The difficulty of linking specific syndromes with particular parts of the brain may be because it is partly how those parts work together that makes us what we are. Professor Allan House, head of psychiatry and behavioural sciences at Leeds University School of Medicine, says it is common for people to have a change in attitude to life after a stroke. Many of his patients have become more euphoric, more apathetic, less concerned about risk or more irritable. There are peculiar phenomena. “It’s quite common that people don’t recognise their own limbs for a while after a stroke,” he says. “I’ve seen people lying in bed, suddenly taken by surprise when they see their own hand.”

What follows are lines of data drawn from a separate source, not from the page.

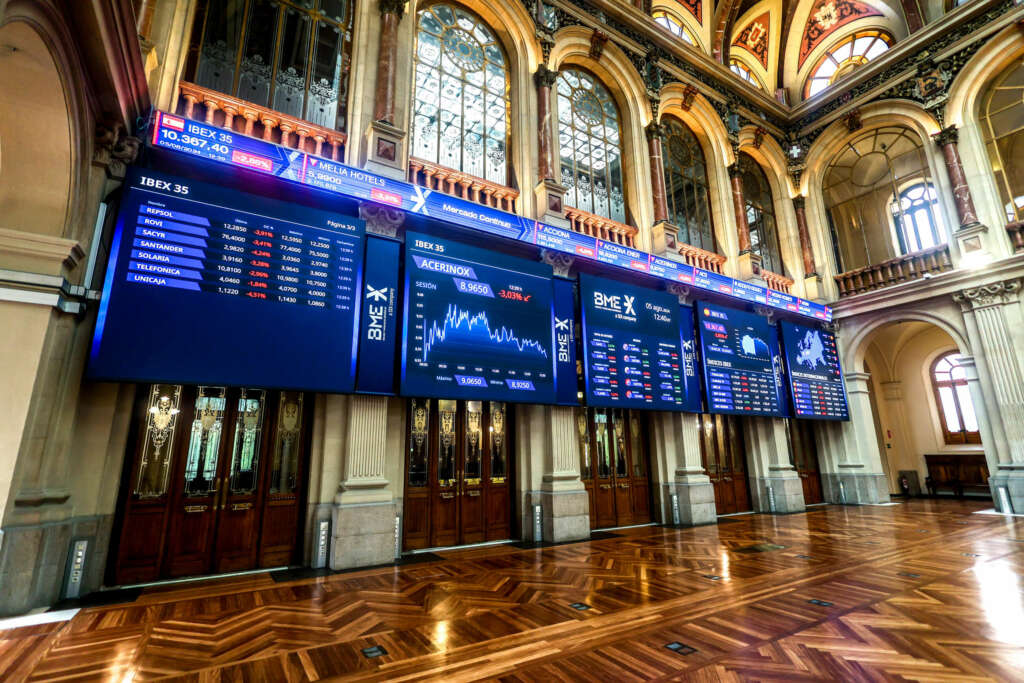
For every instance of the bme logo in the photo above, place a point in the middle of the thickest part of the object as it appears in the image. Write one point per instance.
(614, 302)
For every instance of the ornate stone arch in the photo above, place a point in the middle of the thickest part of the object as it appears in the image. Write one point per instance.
(694, 111)
(616, 73)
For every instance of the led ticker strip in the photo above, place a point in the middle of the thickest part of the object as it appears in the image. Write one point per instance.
(206, 141)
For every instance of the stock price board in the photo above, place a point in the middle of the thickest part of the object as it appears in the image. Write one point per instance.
(209, 286)
(633, 347)
(815, 374)
(478, 325)
(741, 363)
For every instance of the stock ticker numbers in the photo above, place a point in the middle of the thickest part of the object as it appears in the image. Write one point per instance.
(478, 325)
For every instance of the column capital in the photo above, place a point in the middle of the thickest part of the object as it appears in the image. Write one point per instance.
(948, 135)
(988, 295)
(545, 77)
(396, 7)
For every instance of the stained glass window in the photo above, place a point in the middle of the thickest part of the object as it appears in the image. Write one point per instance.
(916, 217)
(1003, 126)
(761, 214)
(853, 51)
(673, 24)
(686, 179)
(291, 55)
(960, 422)
(461, 102)
(589, 142)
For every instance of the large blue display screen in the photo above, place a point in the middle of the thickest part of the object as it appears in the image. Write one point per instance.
(632, 346)
(209, 286)
(815, 374)
(741, 364)
(478, 325)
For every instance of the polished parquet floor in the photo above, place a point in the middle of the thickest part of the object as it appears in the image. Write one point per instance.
(919, 591)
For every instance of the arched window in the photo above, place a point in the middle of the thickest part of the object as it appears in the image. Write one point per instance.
(461, 102)
(289, 55)
(1003, 124)
(743, 72)
(761, 214)
(589, 143)
(686, 177)
(915, 217)
(673, 24)
(854, 50)
(952, 397)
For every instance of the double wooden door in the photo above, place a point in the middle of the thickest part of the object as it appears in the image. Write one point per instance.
(214, 482)
(724, 455)
(458, 473)
(804, 456)
(614, 466)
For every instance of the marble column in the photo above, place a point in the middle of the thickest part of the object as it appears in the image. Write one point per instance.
(391, 13)
(850, 451)
(993, 318)
(654, 132)
(739, 207)
(364, 531)
(799, 206)
(770, 469)
(946, 139)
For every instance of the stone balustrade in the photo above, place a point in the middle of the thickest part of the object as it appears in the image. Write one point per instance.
(895, 270)
(224, 111)
(1016, 232)
(601, 227)
(700, 258)
(776, 282)
(457, 183)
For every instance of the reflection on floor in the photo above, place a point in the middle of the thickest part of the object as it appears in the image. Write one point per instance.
(925, 590)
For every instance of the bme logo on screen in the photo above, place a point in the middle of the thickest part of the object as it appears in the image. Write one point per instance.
(621, 305)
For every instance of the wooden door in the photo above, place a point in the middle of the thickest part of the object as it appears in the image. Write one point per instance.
(725, 461)
(458, 474)
(199, 495)
(614, 466)
(804, 456)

House has had patients with what is known as Capgras delusion — they believe that family and friends have been replaced by identical-looking impostors. Others have difficulty recognising facial expressions. “In these cases, what’s happening is that the visual part of the brain can’t connect with the emotion part,” he explains.

The same thing happens with one of the most common symptoms of stroke, apraxia, where people are unable to perform simple daily tasks because they involve co-ordinating several parts of the brain at the same time. Opening a can, for example, involves sight and strength, but damage to the association cortex, the tissue in the brain that co-ordinates all the messages involved, makes it impossible.

For all the human curiosities they throw up, strokes are traumatic and limiting, and the road to partial or total recovery is hard and often long. But for a very small number of people they can open up new and unexpected worlds.

“I don’t want to be in the past any more. I want to be in the present,” says Tommy McHugh. “I stood in a shop the other day just staring at the shelves of yoghurts, dribbling at how wonderful they all looked, until a shop assistant came and asked me if I was all right. The beautiful thing is that you’re just alive.”


  • Foreign accent syndrome: suddenly speaking as if you come from another country.
  • Cotard’s delusion: believing you are a walking corpse
  • Capgras delusion: believing your family have been replaced by replicas.
  • Dr Strangelove syndrome: believing your hand belongs to someone else, or has a life of its own.
  • Synaesthesia: two or more senses become mixed so that sounds have colours, or shapes have tastes.
  • Acquiring artistic abilities or impulses, eg, compulsive creative writing.
  • Changes in sexual orientation.
  • Changes in libido.
  • Increase in risk-taking and gambling.
  • Inability to interpret facial expression.